Compared to UT Health San Antonio’s previous advertising on social media, the ‘I Quit’ campaign reduced costs by 50% for every young smoker that enrolled.

Overall, the ‘I Quit’ campaign reached almost 4,000 smokers, establishing a strong and memorable relationship between UT Health San Antonio’s smoking-cessation initiatives and each and every smoker. This relationship drove future enrollments for when smokers were finally ready to quit and needed a trusted program at their fingertips.

Additionally, from the empathetic approach of our street teams to the engaging, face-to-face experiences we created, our process of forging meaningful relationships in a quick manner, and helping people adopt healthier habits, is the subject of an upcoming academic study by Dr. A. Ramirez (Lead Investigator), Dr. P. Chalela (Co Investigator), and Dr. A. McAlister (Program Auditor).

FIVE

The success of the ‘I Quit’ campaign depended on the quality and diligence of our street team selection process. We looked at age, gender, ethnicity, proficiency in Spanish, perspective about smoking, previous experience, and so on, building teams of appropriately diverse individuals and matching them with the right venue.

While team members were allowed to choose their clothing, we nevertheless outfitted the ‘I Quit’ teams with branded accessories to visually unify them. We also gave the team members lanyards featuring the program and university logos and displaying the member’s name in bold white (providing a crisp contrast to an orange gradient background).

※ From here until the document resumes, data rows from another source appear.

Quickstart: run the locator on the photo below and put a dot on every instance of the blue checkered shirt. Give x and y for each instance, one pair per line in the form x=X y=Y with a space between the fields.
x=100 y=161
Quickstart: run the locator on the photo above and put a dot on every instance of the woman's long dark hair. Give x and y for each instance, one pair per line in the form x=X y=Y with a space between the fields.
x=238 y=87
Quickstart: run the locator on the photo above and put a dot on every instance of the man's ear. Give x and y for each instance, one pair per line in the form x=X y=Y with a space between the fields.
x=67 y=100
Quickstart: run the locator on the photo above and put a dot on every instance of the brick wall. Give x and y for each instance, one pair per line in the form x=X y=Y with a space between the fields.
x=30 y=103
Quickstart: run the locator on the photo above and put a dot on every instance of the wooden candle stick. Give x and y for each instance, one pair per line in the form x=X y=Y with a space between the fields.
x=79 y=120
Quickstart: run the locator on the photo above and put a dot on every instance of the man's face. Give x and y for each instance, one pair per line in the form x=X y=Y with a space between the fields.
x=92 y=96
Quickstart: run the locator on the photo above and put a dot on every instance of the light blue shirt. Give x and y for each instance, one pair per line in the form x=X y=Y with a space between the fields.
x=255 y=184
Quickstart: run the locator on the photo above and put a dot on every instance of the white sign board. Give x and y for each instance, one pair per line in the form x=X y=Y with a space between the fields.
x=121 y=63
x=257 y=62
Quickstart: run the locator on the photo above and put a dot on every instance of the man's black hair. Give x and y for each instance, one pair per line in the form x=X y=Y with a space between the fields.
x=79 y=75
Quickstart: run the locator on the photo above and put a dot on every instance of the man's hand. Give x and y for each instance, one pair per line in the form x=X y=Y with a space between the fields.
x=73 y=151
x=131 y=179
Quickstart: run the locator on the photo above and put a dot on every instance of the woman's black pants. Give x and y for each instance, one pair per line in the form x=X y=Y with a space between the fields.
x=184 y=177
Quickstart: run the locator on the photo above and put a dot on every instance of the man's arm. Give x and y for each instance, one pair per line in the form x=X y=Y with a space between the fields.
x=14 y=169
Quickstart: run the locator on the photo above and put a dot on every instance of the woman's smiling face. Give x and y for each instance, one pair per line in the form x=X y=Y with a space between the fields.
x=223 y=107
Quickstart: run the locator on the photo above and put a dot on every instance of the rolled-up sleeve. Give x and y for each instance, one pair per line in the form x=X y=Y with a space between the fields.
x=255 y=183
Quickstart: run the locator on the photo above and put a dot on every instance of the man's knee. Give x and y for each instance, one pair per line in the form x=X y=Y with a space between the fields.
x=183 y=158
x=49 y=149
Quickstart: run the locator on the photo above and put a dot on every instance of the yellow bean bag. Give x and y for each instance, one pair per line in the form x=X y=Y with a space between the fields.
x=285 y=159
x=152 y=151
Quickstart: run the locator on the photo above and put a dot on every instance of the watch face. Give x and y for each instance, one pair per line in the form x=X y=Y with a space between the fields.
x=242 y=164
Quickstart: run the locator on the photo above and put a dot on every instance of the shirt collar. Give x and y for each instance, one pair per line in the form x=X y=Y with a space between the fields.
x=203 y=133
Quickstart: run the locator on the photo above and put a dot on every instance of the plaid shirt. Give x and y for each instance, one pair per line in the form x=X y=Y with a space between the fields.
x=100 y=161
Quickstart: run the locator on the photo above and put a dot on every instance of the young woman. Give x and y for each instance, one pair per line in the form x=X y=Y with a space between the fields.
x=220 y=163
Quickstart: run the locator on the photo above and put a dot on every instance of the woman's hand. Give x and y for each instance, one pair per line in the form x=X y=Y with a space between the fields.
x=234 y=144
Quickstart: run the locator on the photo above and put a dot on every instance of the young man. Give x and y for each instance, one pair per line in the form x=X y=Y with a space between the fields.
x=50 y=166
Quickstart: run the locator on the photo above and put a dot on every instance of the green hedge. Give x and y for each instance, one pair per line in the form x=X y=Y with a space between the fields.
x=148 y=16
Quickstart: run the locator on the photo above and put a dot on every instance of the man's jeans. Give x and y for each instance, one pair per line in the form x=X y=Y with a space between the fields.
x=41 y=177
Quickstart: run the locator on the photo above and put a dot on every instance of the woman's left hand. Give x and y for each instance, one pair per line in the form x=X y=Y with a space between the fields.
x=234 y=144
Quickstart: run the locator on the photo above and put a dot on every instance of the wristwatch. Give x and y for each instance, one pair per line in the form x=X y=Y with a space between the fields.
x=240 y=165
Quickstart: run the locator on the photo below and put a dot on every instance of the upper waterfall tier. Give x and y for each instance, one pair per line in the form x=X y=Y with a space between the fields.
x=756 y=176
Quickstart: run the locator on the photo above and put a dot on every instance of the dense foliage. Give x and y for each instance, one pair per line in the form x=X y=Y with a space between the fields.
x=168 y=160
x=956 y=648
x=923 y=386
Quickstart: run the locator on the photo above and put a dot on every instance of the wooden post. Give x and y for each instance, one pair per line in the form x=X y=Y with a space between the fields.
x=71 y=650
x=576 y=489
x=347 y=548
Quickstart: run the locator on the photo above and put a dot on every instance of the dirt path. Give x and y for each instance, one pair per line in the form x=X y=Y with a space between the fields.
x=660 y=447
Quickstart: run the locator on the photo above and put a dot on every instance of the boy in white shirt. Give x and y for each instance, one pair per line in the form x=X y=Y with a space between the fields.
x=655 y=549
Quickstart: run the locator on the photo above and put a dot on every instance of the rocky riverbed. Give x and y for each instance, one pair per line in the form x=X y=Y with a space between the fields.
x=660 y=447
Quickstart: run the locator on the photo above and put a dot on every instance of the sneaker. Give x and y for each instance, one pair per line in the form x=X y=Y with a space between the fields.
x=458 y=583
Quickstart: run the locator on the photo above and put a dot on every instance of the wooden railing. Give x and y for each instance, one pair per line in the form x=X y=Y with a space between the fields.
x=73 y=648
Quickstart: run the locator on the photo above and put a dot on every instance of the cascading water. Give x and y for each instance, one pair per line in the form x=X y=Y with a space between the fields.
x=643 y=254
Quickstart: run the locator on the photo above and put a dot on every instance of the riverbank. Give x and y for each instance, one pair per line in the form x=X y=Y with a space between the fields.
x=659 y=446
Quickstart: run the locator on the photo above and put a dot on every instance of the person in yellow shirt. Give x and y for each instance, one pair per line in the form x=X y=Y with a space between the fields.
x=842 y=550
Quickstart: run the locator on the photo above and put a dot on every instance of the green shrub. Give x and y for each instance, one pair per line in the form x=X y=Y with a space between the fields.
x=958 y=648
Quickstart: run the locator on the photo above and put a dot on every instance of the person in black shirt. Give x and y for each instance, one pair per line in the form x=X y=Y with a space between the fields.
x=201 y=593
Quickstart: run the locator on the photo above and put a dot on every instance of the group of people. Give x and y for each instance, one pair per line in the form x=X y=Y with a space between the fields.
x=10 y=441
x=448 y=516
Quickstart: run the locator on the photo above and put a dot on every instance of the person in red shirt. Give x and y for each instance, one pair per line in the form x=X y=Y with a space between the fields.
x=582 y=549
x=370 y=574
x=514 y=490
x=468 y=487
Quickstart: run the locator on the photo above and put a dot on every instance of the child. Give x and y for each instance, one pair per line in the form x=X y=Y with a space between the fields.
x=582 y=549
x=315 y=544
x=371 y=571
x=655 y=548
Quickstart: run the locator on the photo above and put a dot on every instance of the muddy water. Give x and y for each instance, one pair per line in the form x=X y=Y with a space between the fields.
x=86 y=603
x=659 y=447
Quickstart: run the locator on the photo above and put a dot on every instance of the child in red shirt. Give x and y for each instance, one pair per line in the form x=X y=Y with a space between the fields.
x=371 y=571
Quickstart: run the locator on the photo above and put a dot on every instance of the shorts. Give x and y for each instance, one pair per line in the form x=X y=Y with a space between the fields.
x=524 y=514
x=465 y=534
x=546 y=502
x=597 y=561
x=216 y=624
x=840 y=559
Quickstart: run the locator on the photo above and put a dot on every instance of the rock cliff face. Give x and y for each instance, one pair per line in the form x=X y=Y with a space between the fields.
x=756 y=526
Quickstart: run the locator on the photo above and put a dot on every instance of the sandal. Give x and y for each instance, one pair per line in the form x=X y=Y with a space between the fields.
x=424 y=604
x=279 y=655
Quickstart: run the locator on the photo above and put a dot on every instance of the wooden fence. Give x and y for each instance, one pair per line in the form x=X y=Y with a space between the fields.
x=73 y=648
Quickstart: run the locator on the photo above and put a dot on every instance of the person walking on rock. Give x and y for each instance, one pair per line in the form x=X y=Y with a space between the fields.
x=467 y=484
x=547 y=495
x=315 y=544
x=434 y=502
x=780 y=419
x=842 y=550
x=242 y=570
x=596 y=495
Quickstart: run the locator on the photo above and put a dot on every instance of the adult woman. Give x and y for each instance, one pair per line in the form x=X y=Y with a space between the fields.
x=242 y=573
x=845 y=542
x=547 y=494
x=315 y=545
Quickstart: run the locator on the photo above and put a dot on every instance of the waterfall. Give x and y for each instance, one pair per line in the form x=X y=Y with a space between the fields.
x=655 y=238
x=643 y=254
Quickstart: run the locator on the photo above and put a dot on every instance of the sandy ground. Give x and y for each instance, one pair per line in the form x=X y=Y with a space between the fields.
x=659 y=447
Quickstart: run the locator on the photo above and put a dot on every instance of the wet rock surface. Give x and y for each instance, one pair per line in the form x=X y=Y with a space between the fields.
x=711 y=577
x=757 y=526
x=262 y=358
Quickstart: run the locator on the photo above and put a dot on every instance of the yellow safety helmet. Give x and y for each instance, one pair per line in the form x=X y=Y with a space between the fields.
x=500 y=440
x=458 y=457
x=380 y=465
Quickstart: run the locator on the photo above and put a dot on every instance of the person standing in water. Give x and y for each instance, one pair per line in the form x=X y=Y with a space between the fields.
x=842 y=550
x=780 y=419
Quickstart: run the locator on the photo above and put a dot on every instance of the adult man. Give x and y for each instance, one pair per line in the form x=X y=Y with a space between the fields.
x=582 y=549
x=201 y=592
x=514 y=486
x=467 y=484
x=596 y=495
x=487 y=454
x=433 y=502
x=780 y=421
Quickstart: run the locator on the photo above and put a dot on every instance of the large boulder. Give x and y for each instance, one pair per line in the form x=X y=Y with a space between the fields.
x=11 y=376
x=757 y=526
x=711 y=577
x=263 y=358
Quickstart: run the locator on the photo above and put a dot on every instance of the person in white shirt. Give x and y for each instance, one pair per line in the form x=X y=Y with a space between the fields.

In addition to selecting the right team members, it was essential to train them on our well-crafted methodology and question funnel, as well as how to efficiently deliver the AI tool to audiences in the field. Before hitting the streets, we created special QR cards (in English and Spanish) that allowed people to easily open the Quitxt program and enroll in the service.

ONE

Directing our feet on the pavement was a strategy based on three interwoven elements. First, we optimized our process for cultural matching, a key factor in establishing meaningful relationships quickly, and scaled this process with our venue selection to hit our conversion numbers.

The next element was the prioritization of street team training to create an evidence-based approach where we focused on bottom-funnel audiences, and finally, we vigorously reviewed and improved our methods to meet our cost-per-enrollment goals.

TWO

From a very human approach, combined with a drive to continuously review and improve, we leveraged a meticulously crafted campaign to increase loyalty among smokers and the Quitxt service, resulting in referred demand and, more specifically, a 12% increase in users that successfully quit smoking on the platform.

All this was completed with a 50% reduction in the cost for every user who enrolled, with a gross cost per engagement of $3.77 (net cost per engagement of $8.85) and a gross cost per enrollment of $42.08 (net cost per enrollment of $98.90).